Le 11 septembre 2001, Sandrine Revel est à New York.

 Un jour plus tôt, elle visitait le World Trade Center. Elle y croisait des inconnus. Ceux qui, comme elle, partaient à la découverte de ce symbole en béton du capitalisme américain mais aussi ceux le métier étaient de se mettre au service des premiers : une femme en charge de l’ascenseur, un garçon de café « maladroit », un vigile « au rire gras », etc.

 C’est à ces anonymes – qui, pour elle, n’en sont plus – que Sandrine Revel pense en premier quand elle apprend que les Twin towers sont tombées. A son frère aussi, disparu récemment et qui occupe les pensées de cette jeune femme, dont le travail de deuil n’est pas terminé. Un frère qu’elle croise régulièrement dans ses rêves. Comme au cours de cette fameuse nuit du 10 au 11 septembre. Un signe ? Peut-être … ou pas .

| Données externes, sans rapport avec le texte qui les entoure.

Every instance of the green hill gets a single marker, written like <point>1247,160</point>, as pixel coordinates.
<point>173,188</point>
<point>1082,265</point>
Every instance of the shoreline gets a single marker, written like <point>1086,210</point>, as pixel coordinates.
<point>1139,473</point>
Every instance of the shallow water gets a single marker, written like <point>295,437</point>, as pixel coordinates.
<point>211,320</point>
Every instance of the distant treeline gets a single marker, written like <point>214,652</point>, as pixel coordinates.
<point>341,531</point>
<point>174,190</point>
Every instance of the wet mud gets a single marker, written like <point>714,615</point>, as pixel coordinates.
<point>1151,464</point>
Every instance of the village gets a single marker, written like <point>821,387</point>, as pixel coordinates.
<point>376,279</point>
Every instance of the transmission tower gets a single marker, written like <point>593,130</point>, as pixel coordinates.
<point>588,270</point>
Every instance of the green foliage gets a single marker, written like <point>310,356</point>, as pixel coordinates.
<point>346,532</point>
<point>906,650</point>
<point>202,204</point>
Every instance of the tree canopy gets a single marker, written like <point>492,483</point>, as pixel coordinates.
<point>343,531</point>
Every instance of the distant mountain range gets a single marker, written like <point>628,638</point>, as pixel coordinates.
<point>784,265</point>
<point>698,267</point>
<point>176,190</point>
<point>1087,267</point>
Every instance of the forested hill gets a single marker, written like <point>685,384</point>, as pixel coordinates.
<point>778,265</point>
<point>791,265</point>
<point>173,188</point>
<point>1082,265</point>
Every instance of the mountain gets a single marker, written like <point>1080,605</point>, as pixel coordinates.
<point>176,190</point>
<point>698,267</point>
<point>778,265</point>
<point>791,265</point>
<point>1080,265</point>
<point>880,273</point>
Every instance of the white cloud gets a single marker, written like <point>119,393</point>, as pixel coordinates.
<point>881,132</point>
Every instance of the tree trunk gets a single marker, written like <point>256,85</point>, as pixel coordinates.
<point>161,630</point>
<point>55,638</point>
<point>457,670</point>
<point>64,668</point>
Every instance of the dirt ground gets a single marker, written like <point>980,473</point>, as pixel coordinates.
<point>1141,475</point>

 Sandrine Revel n’en dira pas plus. Elle n’en propose aucune analyse. Cette anecdote, comme l’ensemble de ce journal de bord d’une jeune française perdue au milieu de cette ville tentaculaire et qui vient de connaître un drame de dimension mondiale, est proposée au lecteur brute de décoffrage.

 Sandrine Revel n’invente pas, ne se positionne pas au delà de sa propre expérience. Elle raconte ce qu’elle a vu, ce qu’elle a vécu. En cela, elle livre un témoignage décalé et une vision très personnelle des attentats du 11 septembre dernier.

 Certains ne se satisferont sûrement pas de cette approche, qu’ils jugeront insuffisante ou trop intime. Ceux là pourront se tourner vers les multiples documentaires audiovisuels et livres existant sur le sujet.

 Mais ils passeront à côté d’un témoignage unique, sans doute peu représentatif mais sûrement très significatif. Sandrine Revel apporte un œil nouveau et très complémentaire de ce qu’on a pu voir (et revoir) par ailleurs.

Finalement indispensable !

(Laurent Turpin)

Le 11e jour, de Sandrine Revel, éditions Delcourt – 12,5€.